# Completed Book List?



## OldLincoln (Feb 3, 2012)

Just got Kindle Fire which is my first.  I often forget titles of books I've read and want to know if there is an app that lists books I've downloaded and allows me to mark them read.  I looked at Goodread but it is a social app and I want this private.  Ideally it's something sortable (author/title) I can check against titles I'm interested in buying.


----------



## dori chatelain (Dec 31, 2011)

Try Calibre. I am still trying to get all my books downloaded on to my computer... I have thousands of books... I have also started an excel list of books I have read. I have also made a list of Christmas books I have and read. because I wanted to get them off my kindle for the year and I knew I would never remember which ones I have read come December.


----------



## HappyGuy (Nov 3, 2008)

One of the good things about Calibre is that you can add your own columns. I added a "Read" column and enter the year I finish reading the book (don't care about month and day). Just something to consider...


----------



## Hoosiermama (Dec 28, 2009)

If you buy your books thru Amazon, http://kindle.amazon.com keeps track of all of your books. You can mark them as read/unread, etc. Other sites are Shelfari and FictFact (for keeping track of books in a series).


----------



## chilady1 (Jun 9, 2009)

HappyGuy said:


> One of the good things about Calibre is that you can add your own columns. I added a "Read" column and enter the year I finish reading the book (don't care about month and day). Just something to consider...

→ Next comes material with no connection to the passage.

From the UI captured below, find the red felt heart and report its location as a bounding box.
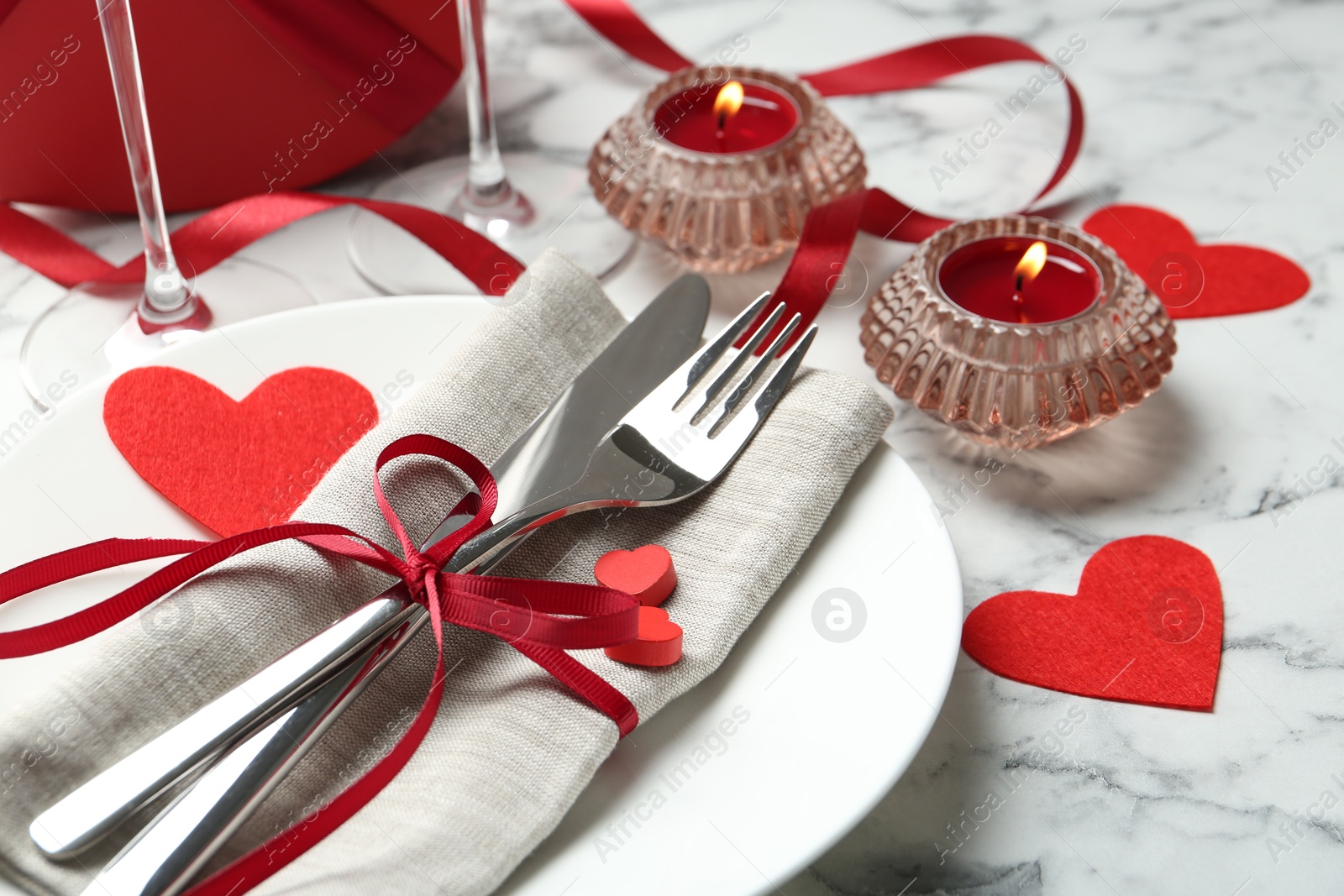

Same for me, only exceptions is I put the entire date the book was completed. In addition, once I input the date read, the title of the book turns Red which indicates book read. Calibre helps me truly organize my library and keep track of all books completed.


----------



## Betsy the Quilter (Oct 27, 2008)

There is also www.goodreads.com.

Shelfari is owned by Amazon, so it should be able to continue to use Amazon's data.  Goodreads has recently announced something about using data from other sources instead of Amazon.

Betsy


----------



## Bob327 (Nov 17, 2011)

All I know is that I buy all my books from Amazon and have for the last 3-4 years ever since I go my original Kindle ...

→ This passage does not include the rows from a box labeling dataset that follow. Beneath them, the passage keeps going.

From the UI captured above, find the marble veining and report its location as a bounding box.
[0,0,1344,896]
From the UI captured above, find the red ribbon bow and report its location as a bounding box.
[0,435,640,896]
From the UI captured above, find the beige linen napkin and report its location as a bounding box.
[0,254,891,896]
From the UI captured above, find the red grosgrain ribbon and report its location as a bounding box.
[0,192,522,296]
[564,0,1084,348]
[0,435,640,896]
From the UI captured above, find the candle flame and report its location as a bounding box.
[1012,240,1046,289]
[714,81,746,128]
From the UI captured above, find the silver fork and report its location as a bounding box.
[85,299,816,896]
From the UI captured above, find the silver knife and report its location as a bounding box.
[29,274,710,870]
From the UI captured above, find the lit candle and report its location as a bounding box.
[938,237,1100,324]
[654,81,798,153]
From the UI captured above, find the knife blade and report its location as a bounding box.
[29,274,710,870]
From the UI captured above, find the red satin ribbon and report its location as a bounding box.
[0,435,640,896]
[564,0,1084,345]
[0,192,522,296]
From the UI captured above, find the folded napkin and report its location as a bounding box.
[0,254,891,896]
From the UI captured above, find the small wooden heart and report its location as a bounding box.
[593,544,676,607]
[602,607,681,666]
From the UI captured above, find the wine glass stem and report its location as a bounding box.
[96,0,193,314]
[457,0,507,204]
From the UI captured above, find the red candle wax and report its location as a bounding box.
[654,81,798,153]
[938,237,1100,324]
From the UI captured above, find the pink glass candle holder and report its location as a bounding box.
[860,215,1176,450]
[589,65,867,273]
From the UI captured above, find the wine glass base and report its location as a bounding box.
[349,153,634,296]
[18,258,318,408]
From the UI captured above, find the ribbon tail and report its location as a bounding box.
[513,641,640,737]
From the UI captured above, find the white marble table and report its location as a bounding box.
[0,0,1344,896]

Now when I try to order another book that I already had ordered in the past Amazon warns me Plus gives me the date on which I ordered the book originally...

Bob G.


----------



## yswandy (Nov 7, 2011)

HappyGuy said:


> One of the good things about Calibre is that you can add your own columns. I added a "Read" column and enter the year I finish reading the book (don't care about month and day). Just something to consider...


Good suggest.I also think is a good way.


----------



## HappyGuy (Nov 3, 2008)

chilady1 said:


> Same for me, only exceptions is I put the entire date the book was completed. In addition, once I input the date read, the title of the book turns Red which indicates book read. Calibre helps me truly organize my library and keep track of all books completed.

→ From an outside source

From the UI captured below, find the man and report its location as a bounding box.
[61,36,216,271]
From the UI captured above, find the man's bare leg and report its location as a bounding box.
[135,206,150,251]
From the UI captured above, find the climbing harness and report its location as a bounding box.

Way cool!!! Just set mine up also! Thanks for the suggestion.

Edit: Also, there is a way to automatically bring your collections from Calibre into your K so you don't have to add them into the correct category once they're on the K. I know it works for Kindles, but don''t know about the Fire (my guess is that it does - but I don't have a Fire to try it out on).


----------



## Andra (Nov 19, 2008)

HappyGuy said:


> Edit: Also, there is a way to automatically bring your collections from Calibre into your K so you don't have to add them into the correct category once they're on the K. I know it works for Kindles, but don''t know about the Fire (my guess is that it does - but I don't have a Fire to try it out on).


No Collections on the Fire...


----------



## HappyGuy (Nov 3, 2008)

Ah well, maybe the next upgrade, along with Blue Tooth, text to speech, etc.


----------